Le parquet de Rabat a fermement rejeté les affirmations relayées par une agence de presse étrangère concernant une supposée grève de la faim de ressortissants sénégalais détenus à la suite d’incidents violents survenus lors de la finale de la Coupe d’Afrique des nations. Selon le procureur du Roi près le Tribunal de première instance de Rabat, ces allégations sont infondées et reposent sur des informations inexactes communiquées par la défense des prévenus.
Dans un communiqué publié ce 7 février, le Ministère public a précisé que les détenus concernés reçoivent normalement leurs repas, ce qui infirme tout mouvement de grève de la faim. Il estime que les déclarations de leur défense ont pour but d’influencer le cours de la procédure en cours.

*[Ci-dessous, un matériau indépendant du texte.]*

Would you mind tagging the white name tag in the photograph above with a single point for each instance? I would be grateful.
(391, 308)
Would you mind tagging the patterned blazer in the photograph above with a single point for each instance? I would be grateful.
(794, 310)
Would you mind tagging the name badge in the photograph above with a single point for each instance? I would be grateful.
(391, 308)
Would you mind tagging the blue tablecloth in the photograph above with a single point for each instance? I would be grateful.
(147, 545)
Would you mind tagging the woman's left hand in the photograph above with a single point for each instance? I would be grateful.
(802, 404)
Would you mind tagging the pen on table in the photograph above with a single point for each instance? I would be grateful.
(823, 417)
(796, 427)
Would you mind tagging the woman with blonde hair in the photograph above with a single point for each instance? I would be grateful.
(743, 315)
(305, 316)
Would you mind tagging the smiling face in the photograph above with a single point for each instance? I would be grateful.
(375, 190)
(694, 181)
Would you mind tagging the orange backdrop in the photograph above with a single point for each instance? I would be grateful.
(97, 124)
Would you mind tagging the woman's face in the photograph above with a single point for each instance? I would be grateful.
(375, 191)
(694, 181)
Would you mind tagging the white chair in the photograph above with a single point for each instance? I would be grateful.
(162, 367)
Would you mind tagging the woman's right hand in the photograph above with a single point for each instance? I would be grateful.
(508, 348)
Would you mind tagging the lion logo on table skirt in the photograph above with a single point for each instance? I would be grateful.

Concernant le calendrier judiciaire, le communiqué retrace les différents renvois du dossier. Présentée une première fois devant le tribunal le 22 janvier 2026, l’affaire a été reportée au 29 janvier à la demande des accusés, qui souhaitaient disposer de temps pour préparer leur défense. Un nouveau report a été décidé lorsque les prévenus ont exigé la présence de leur avocat. À l’audience du 5 février, un avocat inscrit au barreau de France s’est présenté seul, sans son correspondant local, ce qui a conduit à un nouveau renvoi au 12 février, conformément à la demande expresse de tous les prévenus.
Le parquet précise également que l’avocat en question a pu s’entretenir avec ses clients en français et les a informés de la date du prochain renvoi. Sur la question de l’interprétation lors des audiences, le communiqué indique qu’un interprète assermenté était bien présent pour assurer la traduction en français, une langue que maîtrisent, selon la même source, tous les détenus concernés.
S’agissant enfin des auditions menées par la police judiciaire, le Ministère public rappelle que l’article 21 du Code de procédure pénale ne requiert pas d’interprète si l’enquêteur comprend la langue parlée par la personne interrogée. Les procès-verbaux, ajoute-t-il, précisent que leur contenu a été lu et traduit aux intéressés, conformément aux dispositions légales.